So, here are our top six whistleblower stories of the year, taken from the (recent) FindLaw archives.
Last summer saw the second biggest SEC whistleblower award ever, $17 million awarded to an anonymous individual who helped expose securities fraud. The award, made as part of the Dodd-Frank Whistleblower Program, followed the SEC's giant $30 million award made in 2014.
The SEC broke its second-place record just a few months later, giving $22 million to a Monsanto executive who revealed improper accounting practices in the company. Two huge awards in such a short period showed what potential big benefits could be in store for big tipsters.
A former in-house attorney got support from the SEC in April, after having revealed his employer's alleged underpayment of state and federal taxes.
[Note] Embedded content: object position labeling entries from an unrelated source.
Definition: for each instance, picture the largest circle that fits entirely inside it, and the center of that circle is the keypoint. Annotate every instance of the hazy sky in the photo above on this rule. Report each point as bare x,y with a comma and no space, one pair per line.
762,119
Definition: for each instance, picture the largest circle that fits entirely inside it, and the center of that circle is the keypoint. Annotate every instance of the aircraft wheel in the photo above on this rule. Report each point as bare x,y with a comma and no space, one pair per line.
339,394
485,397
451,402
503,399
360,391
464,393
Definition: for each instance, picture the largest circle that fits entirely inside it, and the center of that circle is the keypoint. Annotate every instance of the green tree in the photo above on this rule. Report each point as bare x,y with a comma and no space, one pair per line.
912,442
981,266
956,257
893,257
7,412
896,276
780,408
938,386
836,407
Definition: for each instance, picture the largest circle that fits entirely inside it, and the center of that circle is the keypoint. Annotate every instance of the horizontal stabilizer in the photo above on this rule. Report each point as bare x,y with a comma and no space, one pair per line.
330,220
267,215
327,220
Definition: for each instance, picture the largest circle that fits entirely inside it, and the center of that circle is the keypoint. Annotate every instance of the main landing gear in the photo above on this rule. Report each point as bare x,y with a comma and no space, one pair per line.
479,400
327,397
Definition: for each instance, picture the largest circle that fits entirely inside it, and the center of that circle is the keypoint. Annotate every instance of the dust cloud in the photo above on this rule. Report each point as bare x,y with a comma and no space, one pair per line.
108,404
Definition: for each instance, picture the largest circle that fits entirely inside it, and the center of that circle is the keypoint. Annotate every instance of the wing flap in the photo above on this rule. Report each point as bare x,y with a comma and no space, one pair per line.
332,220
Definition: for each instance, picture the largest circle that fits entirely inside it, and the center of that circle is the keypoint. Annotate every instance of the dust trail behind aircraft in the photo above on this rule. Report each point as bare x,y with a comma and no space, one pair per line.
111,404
David Danon filed an anonymous complaint against his employer, accusing it of skipping out on about $1 billion in taxes. After he was fired, he sued, but his case dismissed over supposed violation of client confidentiality and privilege rules. That's when the SEC stepped in, intervening in Danon's case to argue that he should be given whistleblower protections.
While the federal government was encouraging potential whistleblowers with massive awards, it was also taking action against corporate policies that could be seen as limiting employee cooperation with investigators. That includes confidentiality clauses without exceptions for participating in investigations, so-called "pretaliation" provisions. And it's not just the SEC this time. OSHA and the National Highway Traffic Safety Administrative have adopted similar positions.
After taking on corporate confidentiality agreements, the SEC looked to severance agreements, taking action against agreements that might impede former workers from communicating with the commission.
In September, OSHA released new guidance that clamped down on the provisions that can be included on OSHA-approved settlements. In revisions to its Whistleblower Investigations Manual, the agency refused to approve settlements with "de fact gag order provisions" that could restrict future whistleblowing.
If 2016 saw a strengthening of whistleblower protections and an increase in large whistleblower awards, what will the future bring under a new president?